Synchronization Functions

Currently, only several of the SYCL synchronization operations are supported. For synchronization of all threads in the same thread block, a helper function called numba_dpex.barrier() is provided. This function implements the same pattern as barriers in traditional multi-threaded programming: invoking the function forces a thread to wait until all threads in the block reach the barrier, at which point it returns control to all its callers.

numba_dpex.barrier() supports two memory fence options:

numba_dpex.CLK_GLOBAL_MEM_FENCE: The barrier function will queue a memory fence to ensure correct ordering of memory operations to global memory. Using the option can be useful when work-items, for example, write to buffer or image objects and then want to read the updated data. Passing no arguments to numba_dpex.barrier() is equivalent to setting the global memory fence option.

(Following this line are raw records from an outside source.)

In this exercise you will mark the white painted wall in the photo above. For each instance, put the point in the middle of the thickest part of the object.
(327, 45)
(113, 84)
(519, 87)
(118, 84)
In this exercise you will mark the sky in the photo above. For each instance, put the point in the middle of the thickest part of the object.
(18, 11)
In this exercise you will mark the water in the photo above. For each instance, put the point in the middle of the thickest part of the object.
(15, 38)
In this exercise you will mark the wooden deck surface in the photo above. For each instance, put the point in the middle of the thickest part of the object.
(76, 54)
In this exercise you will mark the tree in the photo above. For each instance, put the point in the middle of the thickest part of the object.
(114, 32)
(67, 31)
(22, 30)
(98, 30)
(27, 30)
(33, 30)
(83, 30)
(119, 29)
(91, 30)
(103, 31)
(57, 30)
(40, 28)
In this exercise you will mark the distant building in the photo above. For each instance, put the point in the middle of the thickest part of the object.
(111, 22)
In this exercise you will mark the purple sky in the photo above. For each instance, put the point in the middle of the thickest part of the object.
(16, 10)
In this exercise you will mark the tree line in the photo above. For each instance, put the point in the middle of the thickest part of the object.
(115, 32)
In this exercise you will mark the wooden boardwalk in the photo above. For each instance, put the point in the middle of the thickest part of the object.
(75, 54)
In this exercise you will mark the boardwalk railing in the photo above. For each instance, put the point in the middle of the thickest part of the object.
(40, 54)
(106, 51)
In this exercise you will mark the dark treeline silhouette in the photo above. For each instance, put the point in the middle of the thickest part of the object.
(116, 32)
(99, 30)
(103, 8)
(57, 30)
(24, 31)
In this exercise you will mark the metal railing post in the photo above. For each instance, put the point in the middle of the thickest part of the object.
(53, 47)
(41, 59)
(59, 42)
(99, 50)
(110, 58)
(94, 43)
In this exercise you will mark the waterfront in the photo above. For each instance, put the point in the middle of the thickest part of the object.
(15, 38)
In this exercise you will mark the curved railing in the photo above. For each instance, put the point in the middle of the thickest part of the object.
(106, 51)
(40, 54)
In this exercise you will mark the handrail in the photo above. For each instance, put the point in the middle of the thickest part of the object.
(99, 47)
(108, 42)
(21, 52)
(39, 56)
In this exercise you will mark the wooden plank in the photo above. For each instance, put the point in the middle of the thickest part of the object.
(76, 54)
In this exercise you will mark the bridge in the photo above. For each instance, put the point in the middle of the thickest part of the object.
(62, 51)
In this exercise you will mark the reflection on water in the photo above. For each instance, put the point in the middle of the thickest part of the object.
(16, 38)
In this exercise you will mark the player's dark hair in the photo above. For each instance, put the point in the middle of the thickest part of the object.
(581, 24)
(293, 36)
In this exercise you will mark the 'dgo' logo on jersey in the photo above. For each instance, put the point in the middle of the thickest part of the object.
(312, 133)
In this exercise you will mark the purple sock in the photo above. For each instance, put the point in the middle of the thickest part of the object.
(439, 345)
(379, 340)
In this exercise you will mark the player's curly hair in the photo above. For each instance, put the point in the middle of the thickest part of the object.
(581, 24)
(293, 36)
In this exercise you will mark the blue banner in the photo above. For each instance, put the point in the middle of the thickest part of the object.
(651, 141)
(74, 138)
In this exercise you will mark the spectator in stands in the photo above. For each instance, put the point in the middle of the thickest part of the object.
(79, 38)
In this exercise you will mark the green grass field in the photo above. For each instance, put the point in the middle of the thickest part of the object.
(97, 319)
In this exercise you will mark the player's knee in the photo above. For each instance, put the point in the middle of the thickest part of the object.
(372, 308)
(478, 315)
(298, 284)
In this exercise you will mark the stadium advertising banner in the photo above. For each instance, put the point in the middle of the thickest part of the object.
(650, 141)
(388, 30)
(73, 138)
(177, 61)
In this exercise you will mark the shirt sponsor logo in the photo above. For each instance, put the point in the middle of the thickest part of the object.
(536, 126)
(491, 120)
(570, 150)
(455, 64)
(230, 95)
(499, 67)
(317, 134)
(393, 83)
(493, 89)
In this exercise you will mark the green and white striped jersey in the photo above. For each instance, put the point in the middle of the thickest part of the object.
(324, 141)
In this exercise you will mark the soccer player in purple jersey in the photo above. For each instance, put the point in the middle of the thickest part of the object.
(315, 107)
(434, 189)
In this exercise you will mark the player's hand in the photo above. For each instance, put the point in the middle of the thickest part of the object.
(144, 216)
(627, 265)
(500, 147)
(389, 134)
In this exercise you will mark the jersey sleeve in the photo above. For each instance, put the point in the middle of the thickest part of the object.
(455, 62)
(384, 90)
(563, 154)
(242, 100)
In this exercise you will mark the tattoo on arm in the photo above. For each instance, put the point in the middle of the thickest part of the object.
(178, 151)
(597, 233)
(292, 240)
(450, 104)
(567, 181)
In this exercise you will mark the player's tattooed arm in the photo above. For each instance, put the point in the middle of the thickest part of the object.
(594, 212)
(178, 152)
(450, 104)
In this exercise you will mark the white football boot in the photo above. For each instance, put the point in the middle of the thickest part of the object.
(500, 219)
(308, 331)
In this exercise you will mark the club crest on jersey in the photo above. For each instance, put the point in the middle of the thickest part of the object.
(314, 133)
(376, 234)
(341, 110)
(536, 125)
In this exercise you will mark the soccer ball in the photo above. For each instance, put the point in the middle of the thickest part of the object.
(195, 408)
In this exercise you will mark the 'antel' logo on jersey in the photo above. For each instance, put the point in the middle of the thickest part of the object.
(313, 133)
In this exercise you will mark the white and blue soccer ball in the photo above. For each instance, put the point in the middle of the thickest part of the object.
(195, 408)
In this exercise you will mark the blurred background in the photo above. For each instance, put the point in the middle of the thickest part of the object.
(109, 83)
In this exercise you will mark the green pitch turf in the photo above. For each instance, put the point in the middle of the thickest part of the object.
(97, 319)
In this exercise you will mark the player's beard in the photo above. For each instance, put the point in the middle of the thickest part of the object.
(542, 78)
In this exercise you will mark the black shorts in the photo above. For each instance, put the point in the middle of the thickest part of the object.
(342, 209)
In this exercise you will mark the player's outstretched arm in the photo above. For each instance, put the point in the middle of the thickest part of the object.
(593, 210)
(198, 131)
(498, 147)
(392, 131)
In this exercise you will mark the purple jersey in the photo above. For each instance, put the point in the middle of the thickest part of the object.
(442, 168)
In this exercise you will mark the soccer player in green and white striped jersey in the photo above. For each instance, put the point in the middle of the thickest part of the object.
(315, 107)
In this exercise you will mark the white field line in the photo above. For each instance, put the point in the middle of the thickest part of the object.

For example,

def no_arg_barrier_support():
    """
    This example demonstrates the usage of numba_dpex's ``barrier``
    intrinsic function. The ``barrier`` function is usable only inside
    a ``kernel`` and is equivalent to OpenCL's ``barrier`` function.
    """

    @dppy.kernel
    def twice(A):
        i = dppy.get_global_id(0)
        d = A[i]
        # no argument defaults to global mem fence
        dppy.barrier()
        A[i] = d * 2

    N = 10
    arr = np.arange(N).astype(np.float32)
    print(arr)

    # Use the environment variable SYCL_DEVICE_FILTER to change the default device.
    # See https://github.com/intel/llvm/blob/sycl/sycl/doc/EnvironmentVariables.md#sycl_device_filter.
    device = dpctl.select_default_device()
    print("Using device ...")
    device.print_device_info()

    with dpctl.device_context(device):
        twice[N, dppy.DEFAULT_LOCAL_SIZE](arr)

    # the output should be `arr * 2, i.e. [0, 2, 4, 6, ...]`
    print(arr)

numba_dpex.CLK_LOCAL_MEM_FENCE: The barrier function will either flush any variables stored in local memory or queue a memory fence to ensure correct ordering of memory operations to local memory. For example,

def local_memory():
    """
    This example demonstrates the usage of numba-dpex's `local.array`
    intrinsic function. The function is used to create a static array
    allocated on the devices local address space.
    """
    blocksize = 10

    @dppy.kernel
    def reverse_array(A):
        lm = dppy.local.array(shape=10, dtype=float32)
        i = dppy.get_global_id(0)

        # preload
        lm[i] = A[i]
        # barrier local or global will both work as we only have one work group
        dppy.barrier(dppy.CLK_LOCAL_MEM_FENCE)  # local mem fence
        # write
        A[i] += lm[blocksize - 1 - i]

    arr = np.arange(blocksize).astype(np.float32)
    print(arr)

    # Use the environment variable SYCL_DEVICE_FILTER to change the default device.
    # See https://github.com/intel/llvm/blob/sycl/sycl/doc/EnvironmentVariables.md#sycl_device_filter.
    device = dpctl.select_default_device()
    print("Using device ...")
    device.print_device_info()

    with dpctl.device_context(device):
        reverse_array[blocksize, dppy.DEFAULT_LOCAL_SIZE](arr)

    # the output should be `orig[::-1] + orig, i.e. [9, 9, 9, ...]``
    print(arr)

Note

The numba_dpex.barrier() function is semantically equivalent to numba.cuda.syncthreads.